The second is that recent research suggests that the causewayed enclosures that were constructed during the Neolithic period did not take hundreds or thousands of years to be built.  Indeed, it is argued that it took only 75 years or so for them to spread across the Atlantic Isles.


What is a source of wonder is when you calculate how much work had to be done and what was involved then just what was the size of the population then and who were these people?

This is a Europe we know little or nothing about, notably who the people were, what or who they worshipped, how they communicated or what their social organisation was. 

But to build on this scale and with this rapidity, organise food supplies to maintain the population and to know the heavens as they seem to have done suggests a very able, intelligent population connected with others over a wide area.
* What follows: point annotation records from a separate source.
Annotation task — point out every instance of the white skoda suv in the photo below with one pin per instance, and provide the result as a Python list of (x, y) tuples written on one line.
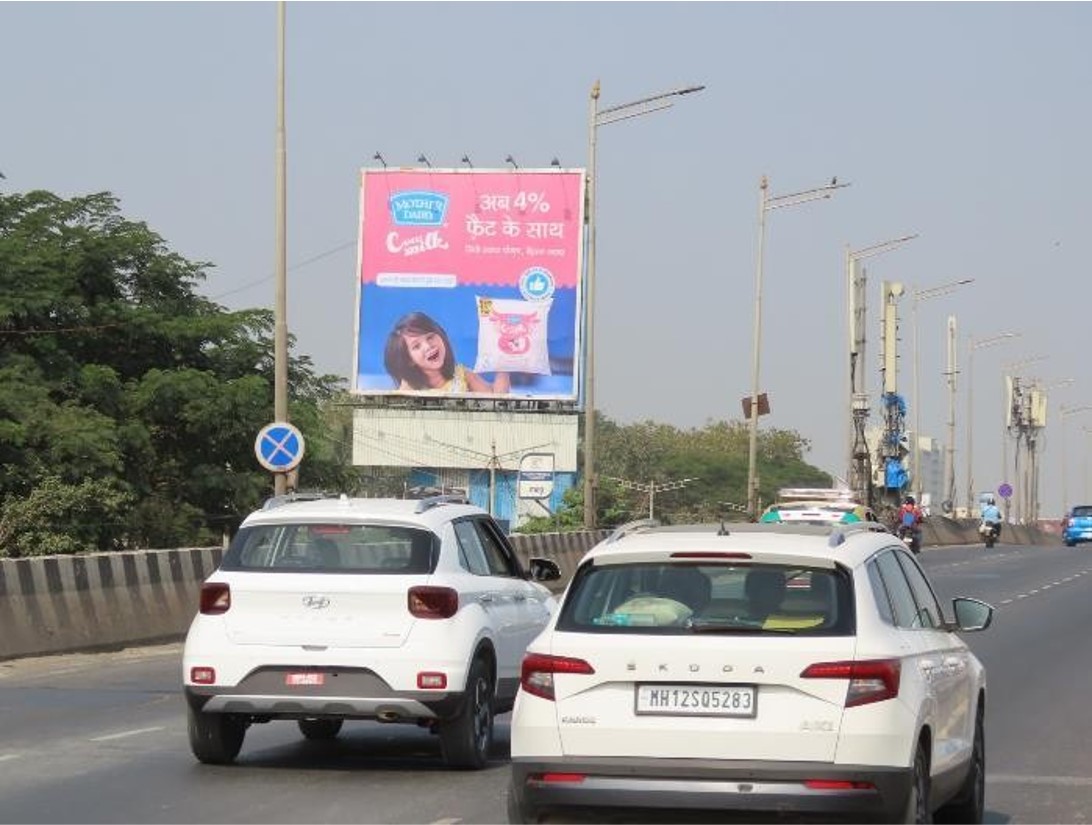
[(335, 609), (756, 670)]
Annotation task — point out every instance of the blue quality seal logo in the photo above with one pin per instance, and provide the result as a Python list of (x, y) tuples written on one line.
[(536, 284), (418, 209)]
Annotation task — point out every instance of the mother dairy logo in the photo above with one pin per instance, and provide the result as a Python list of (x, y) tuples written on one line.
[(418, 209)]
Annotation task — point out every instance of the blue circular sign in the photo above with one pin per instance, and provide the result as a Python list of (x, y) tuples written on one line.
[(536, 284), (279, 447)]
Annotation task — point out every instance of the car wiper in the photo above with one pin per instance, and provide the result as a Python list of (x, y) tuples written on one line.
[(736, 627)]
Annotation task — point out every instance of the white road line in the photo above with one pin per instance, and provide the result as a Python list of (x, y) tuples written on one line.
[(125, 733), (1080, 781)]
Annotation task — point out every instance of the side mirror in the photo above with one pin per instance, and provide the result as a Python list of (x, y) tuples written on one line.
[(972, 614), (544, 569)]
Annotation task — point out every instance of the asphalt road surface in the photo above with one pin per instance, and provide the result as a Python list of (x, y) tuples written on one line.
[(102, 738)]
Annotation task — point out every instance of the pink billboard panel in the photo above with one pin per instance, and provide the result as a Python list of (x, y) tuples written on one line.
[(469, 283)]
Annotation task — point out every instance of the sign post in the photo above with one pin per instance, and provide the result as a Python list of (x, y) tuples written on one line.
[(280, 447)]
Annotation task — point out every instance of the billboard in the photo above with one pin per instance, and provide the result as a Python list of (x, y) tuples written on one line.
[(469, 283)]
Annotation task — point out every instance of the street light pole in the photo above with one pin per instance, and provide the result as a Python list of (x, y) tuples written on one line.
[(920, 295), (767, 203), (281, 301), (972, 345), (856, 472), (597, 117)]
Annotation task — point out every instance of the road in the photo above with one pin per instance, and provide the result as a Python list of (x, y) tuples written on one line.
[(102, 738)]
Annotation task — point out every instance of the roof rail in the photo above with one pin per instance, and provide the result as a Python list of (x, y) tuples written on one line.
[(272, 502), (430, 502), (630, 527), (840, 531)]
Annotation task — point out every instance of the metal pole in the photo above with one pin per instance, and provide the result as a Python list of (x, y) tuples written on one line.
[(950, 455), (590, 344), (917, 408), (970, 426), (752, 447), (281, 326)]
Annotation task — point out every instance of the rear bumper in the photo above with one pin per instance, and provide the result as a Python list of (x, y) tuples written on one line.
[(735, 787), (347, 694)]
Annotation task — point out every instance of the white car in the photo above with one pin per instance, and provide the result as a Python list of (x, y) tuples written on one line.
[(334, 609), (757, 670)]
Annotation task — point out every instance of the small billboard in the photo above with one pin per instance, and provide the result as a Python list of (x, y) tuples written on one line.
[(536, 475), (469, 283)]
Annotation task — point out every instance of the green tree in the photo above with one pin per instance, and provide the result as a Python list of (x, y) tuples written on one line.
[(117, 374)]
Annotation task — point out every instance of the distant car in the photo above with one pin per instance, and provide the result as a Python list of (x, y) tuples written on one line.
[(752, 670), (1078, 527), (335, 609), (817, 513)]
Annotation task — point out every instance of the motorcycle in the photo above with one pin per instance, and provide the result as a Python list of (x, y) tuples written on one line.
[(989, 531), (912, 537)]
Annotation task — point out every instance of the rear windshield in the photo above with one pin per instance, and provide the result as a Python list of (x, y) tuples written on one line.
[(383, 549), (674, 599)]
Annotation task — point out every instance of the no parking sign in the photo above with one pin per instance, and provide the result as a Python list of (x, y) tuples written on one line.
[(279, 447)]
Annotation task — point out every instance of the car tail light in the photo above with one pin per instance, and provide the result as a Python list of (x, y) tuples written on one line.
[(558, 778), (429, 681), (536, 676), (870, 681), (215, 598), (838, 785), (432, 602), (203, 675)]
What happened to them?  Perhaps, in the future when the diggers find the remains of a 21st Century transformation of the Atlantic Isles from one form of political organisation to a collection of privately owned fiefdoms into which a servile population had been herded they might wonder why.

We may know the answers to that but those in the future may not.


1 comment:

  1. Truly necessary safety for the group - defences against invaders. Ability to move on fairly quickly. What about the even older peoples, who created in e.g. Malta, much much older more isolated stone places of safety, and this continued in similar ways across the Mediterranean islands, in Brittany, up the west coast of Ireland, Lewis, Orkney, and the fabulous Shetland Islands. Things don't look too bright.